Biography of Elizabeth Finnigan Fain, 1875–1944

By Kelli R. Gill

This entry has been republished with special permission from the Handbook of Texas Women, a project of the Handbook of Texas Online, Texas State Historical Association.#x200e<https://tshaonline.org/handbook/online/articles/ffa41. Accessed February 12, 2020.

FAIN, ELIZABETH FINNIGAN (1875-1944). Elizabeth "Bessie" Finnigan Fain, suffragist, historical preservation advocate, and daughter of Katherine (McRedmond) Finnigan and John Finnigan, was born in Houston, Texas, on May 9, 1875. As a young woman, she became active in the woman suffrage movement and served on committees for the annual conventions of the National American Woman Suffrage Association (NAWSA). She attended Wellesley College in Wellesley, Massachusetts, from 1893 to 1894. She later earned her bachelor of arts in 1902 from Barnard College in New York, where she joined the Beta Epsilon women's chapter of Kappa Kappa Gamma fraternity.

After completing her degree, Elizabeth returned to Houston, where in 1903, she and her sisters Annette Finnigan and Katherine Finnigan Anderson established new woman suffrage leagues in Houston and Galveston, then helped found the Texas Woman Suffrage Association (TWSA). Distinct from prior suffrage activity in Texas (such as through the Texas Equal Rights Association), the sisters focused on education by inviting pro-suffrage speakers and lecturers to the Houston area for small recruitment meetings of invited attendees. During the summer of 1903 Elizabeth aided her sister Annette in organizing a twenty-five-member suffrage committee in Galveston. She continued to work for the suffrage cause in Texas and served as a member of the national executive committee for the National American Woman Suffrage Association. Elizabeth moved from Houston to New York, where on February 6, 1907, she married attorney William Hugh Fain. Together they had two daughters, Virginia C. and Elizabeth, and one son, William H. Fain, Jr. Fain returned briefly to Houston when her sister, Annette, fell ill. Alongside Minnie Fisher Cunningham, Fain helped organize the 1915 TWSA convention held in Galveston, Texas, at which time Cunningham was elected president and the organization changed its name to the Texas Equal Suffrage Association.

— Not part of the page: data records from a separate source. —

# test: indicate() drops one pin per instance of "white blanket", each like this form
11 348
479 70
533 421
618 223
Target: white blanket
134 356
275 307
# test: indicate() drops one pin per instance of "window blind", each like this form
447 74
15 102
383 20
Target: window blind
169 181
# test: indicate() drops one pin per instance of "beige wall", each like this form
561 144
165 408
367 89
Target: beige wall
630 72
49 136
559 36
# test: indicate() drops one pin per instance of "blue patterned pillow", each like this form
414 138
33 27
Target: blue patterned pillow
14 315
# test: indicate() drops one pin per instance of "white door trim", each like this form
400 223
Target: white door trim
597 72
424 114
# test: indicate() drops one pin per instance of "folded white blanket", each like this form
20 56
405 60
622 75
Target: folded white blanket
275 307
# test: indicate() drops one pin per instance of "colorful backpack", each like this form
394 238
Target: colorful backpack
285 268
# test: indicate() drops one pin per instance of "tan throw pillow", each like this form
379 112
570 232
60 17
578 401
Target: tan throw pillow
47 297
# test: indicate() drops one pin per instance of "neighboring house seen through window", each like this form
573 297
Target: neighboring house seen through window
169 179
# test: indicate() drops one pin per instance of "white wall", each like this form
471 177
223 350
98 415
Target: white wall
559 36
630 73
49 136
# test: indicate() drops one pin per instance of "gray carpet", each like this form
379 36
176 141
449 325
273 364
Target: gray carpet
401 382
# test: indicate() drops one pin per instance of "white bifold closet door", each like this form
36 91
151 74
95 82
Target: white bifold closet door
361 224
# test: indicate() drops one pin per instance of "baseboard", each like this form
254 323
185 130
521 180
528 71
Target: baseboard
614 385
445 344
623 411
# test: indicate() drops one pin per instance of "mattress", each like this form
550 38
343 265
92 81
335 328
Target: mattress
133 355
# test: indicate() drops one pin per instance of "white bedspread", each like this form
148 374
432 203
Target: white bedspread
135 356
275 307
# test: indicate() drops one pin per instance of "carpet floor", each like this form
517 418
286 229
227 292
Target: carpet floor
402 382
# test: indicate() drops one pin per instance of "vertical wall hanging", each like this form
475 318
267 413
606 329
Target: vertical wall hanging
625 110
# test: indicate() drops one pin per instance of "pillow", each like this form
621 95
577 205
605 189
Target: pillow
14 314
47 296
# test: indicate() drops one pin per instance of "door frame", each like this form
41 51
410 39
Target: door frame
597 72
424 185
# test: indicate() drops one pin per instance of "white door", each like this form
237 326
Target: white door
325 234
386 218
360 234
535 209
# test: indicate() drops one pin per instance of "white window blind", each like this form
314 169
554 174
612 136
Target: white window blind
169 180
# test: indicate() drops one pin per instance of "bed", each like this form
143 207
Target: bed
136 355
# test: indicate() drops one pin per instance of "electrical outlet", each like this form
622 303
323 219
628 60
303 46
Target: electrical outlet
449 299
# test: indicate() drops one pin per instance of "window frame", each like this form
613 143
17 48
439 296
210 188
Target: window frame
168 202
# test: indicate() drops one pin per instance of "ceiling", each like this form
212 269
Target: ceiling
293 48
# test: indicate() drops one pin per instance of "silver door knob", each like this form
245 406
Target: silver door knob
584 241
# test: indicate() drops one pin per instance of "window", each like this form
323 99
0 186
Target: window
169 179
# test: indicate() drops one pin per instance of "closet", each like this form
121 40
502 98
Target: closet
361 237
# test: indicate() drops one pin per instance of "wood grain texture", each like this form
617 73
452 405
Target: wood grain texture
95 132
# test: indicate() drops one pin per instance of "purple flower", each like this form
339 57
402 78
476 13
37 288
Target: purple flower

The Fain family later resided in Greenwich, Connecticut. Like many social elite women of the era, Fain devoted her time to women's social clubs, including the Women's Club of Greenwich, Connecticut, and charity work. Her largest contributions were made towards historical preservation. She was an original incorporator of the Robert E. Lee Memorial Foundation, alongside her husband, who served as legal counsel for the organization. She served on multiple committees (House Furnishings, Research and Education, and Fine Arts) and worked on restoration research of eighteenth-century fabrics. Fain was on the Stratford Hall's board of directors as director for Connecticut from February 1929 until her death on October 23, 1944. She is buried alongside her husband at the Putnam Cemetery in Greenwich, Connecticut.

Sources:

Jessica S. Brannon-Wranosky, Southern Promise and Necessity: Texas, Regional Identity, and the National Woman Suffrage Movement, 1868-1920 (Ph.D. dissertation, University of North Texas, 2010). Helen Knox, "Lee Memorial is Restored Mansion: Plantation Serves Liberty's Cause," The Key: Official Magazine of Kappa Kappa Gamma (October 1940). Harriet Taylor Upton, ed., The Handbook of the National American Woman Suffrage Association and Proceedings of the Twenty-Fifth Annual Convention of the National American Suffrage Association, January 16, 1893 (Washington, D.C.: Stormont & Jackson Printers, 1893). Paula Williams Webber, The Early Houston Woman Suffrage Movement 1903–1917 (M.A. thesis, University of Houston-Clear Lake, 1995). Woman's Tribune, January 16, 1903.